Professor Harold G. Maier, 1937-2014

Harold G. (Hal) Maier, a renowned scholar of international law, died August 24 following a long illness. Professor Maier spent his entire academic career at Vanderbilt Law School. He was 77.

Harold Maier
Harold Maier

Maier was an internationally recognized authority on the application of United States regulatory legislation to foreign business activity. Over the course of his distinguished career, he worked on advanced research at the Brookings Institution and the Max-Planck Institute in Munich, Germany, and was a visiting professor at Pepperdine University, the University of Pennsylvania, George Washington University, the University of North Carolina and the University of Georgia. He served on the editorial boards of the American Journal of International Law and the American Journal of Comparative Law. In 1983–84, he was counselor on international law to the Office of the Legal Adviser at the U.S. Department of State, and on several occasions he testified before congressional committees and as an expert witness in domestic courts.

Maier founded the student-edited Vanderbilt Journal of Transnational Law in 1967 and served as its faculty adviser until his retirement in 2006. He was appointed the David Daniels Allen Distinguished Professor of Law in 1988. He was a co-author of Public International Law in a Nutshell (with Thomas Buergenthal, West Publishing) and dozens of journal articles and book chapters, some written in German, which he spoke fluently.

“Hal was a giant in his field and on Vanderbilt’s campus,” said Dean Chris Guthrie. “He played a crucial role in building the law school’s leading international program.”

Hired in 1965 to develop Vanderbilt’s international law program, Maier sought to establish a program to train students interested in an international legal practice and to enable scholarship in international legal studies that would also appeal to a broader base of students. With few resources other than his formidable intellect and force of will, Maier helped form the student International Law Society as well the Journal of Transnational Law, and used these early successes to establish a firm foundation for future growth of international studies at Vanderbilt. Maier was beloved for his pointed and erudite sense of humor. During his tenure as Faculty Senate chair, he communicated with his colleagues by publishing regular installments of “Thoughts of Chairman Maier.” In Maier, students encountered the embodiment of the stereotypical absent-minded professor, as described by Paul Kurtz ’72, now J. Alton Hosch Professor of Law Emeritus at the University of Georgia Law School. “Clad in a white shirt and oh-so-narrow ties, which he constantly seemed to be adjusting, Professor Maier was one of those teachers who wandered around the front of the classroom,” Kurtz recalled. “It was always a conversation, not a performance.”

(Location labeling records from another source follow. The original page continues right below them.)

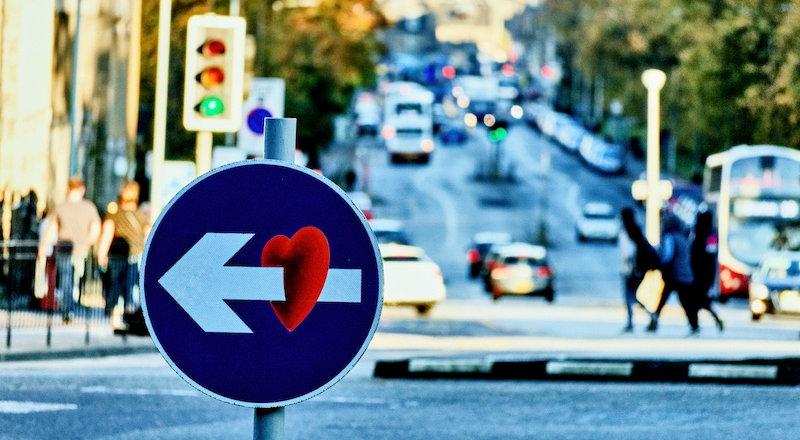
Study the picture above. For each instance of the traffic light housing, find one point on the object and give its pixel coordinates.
(212, 94)
(498, 131)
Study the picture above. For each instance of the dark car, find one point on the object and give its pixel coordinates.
(481, 244)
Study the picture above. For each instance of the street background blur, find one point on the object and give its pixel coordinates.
(491, 145)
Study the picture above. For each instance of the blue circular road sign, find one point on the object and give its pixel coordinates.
(262, 283)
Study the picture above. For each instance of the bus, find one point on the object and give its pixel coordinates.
(754, 193)
(408, 122)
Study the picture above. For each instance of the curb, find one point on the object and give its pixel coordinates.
(87, 352)
(749, 371)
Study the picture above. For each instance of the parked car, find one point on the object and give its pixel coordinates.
(363, 202)
(453, 133)
(389, 231)
(775, 285)
(410, 278)
(521, 269)
(479, 248)
(597, 221)
(603, 156)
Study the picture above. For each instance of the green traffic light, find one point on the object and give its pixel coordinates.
(498, 134)
(211, 106)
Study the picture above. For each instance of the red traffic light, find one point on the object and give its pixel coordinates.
(212, 48)
(210, 77)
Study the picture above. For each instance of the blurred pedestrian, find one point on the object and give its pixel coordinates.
(120, 248)
(676, 270)
(704, 265)
(74, 227)
(638, 256)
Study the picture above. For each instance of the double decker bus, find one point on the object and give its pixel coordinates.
(754, 192)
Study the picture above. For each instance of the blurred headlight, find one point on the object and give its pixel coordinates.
(758, 290)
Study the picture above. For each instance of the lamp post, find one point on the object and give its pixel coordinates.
(653, 190)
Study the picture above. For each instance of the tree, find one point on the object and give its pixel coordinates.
(324, 53)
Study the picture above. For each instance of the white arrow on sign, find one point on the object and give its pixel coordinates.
(200, 283)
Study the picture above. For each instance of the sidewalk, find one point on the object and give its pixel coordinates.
(69, 342)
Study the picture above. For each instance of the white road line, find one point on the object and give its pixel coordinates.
(449, 366)
(556, 368)
(727, 371)
(449, 209)
(139, 391)
(23, 407)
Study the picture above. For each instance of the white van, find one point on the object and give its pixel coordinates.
(408, 124)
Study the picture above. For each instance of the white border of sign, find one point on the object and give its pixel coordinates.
(379, 303)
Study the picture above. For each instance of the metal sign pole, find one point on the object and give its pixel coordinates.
(279, 143)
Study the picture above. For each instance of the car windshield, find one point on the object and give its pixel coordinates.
(530, 261)
(403, 258)
(786, 270)
(385, 236)
(409, 132)
(600, 216)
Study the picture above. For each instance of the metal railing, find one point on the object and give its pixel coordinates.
(64, 289)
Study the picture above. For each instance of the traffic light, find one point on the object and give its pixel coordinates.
(498, 131)
(212, 95)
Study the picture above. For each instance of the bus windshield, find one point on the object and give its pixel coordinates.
(757, 176)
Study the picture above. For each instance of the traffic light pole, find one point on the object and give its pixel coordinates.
(202, 154)
(279, 143)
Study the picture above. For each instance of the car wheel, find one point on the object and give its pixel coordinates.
(424, 309)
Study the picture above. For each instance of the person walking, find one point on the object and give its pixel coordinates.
(638, 256)
(74, 227)
(121, 246)
(704, 265)
(676, 271)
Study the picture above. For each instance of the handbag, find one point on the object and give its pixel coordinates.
(650, 289)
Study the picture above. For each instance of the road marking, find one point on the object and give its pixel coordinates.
(450, 366)
(139, 391)
(445, 201)
(733, 371)
(556, 368)
(23, 407)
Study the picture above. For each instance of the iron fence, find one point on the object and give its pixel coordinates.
(66, 288)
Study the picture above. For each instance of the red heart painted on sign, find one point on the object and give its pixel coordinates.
(305, 259)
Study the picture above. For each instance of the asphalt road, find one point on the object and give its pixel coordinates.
(139, 397)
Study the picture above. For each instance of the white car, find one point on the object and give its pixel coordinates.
(410, 278)
(598, 221)
(389, 231)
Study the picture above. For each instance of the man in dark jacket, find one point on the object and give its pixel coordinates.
(676, 271)
(704, 265)
(638, 256)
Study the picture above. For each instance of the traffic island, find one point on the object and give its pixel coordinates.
(785, 371)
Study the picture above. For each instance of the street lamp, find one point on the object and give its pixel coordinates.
(653, 190)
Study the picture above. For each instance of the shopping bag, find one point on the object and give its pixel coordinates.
(649, 291)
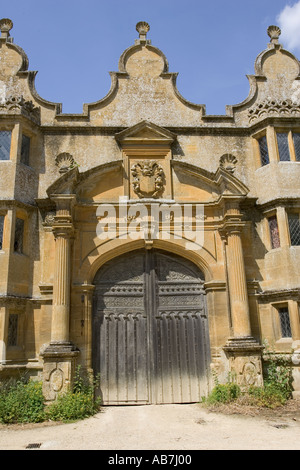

Maier earned both his undergraduate and law degrees at the University of Cincinnati, graduating from law school Order of the Coif and serving as editor-in-chief of the Cincinnati Law Review. He also earned an LL.M. at the University of Michigan.He is survived by his two sons, Marc and Kurt, and their families. The family has asked that contributions be directed to Vanderbilt Law School in memory of Professor Maier.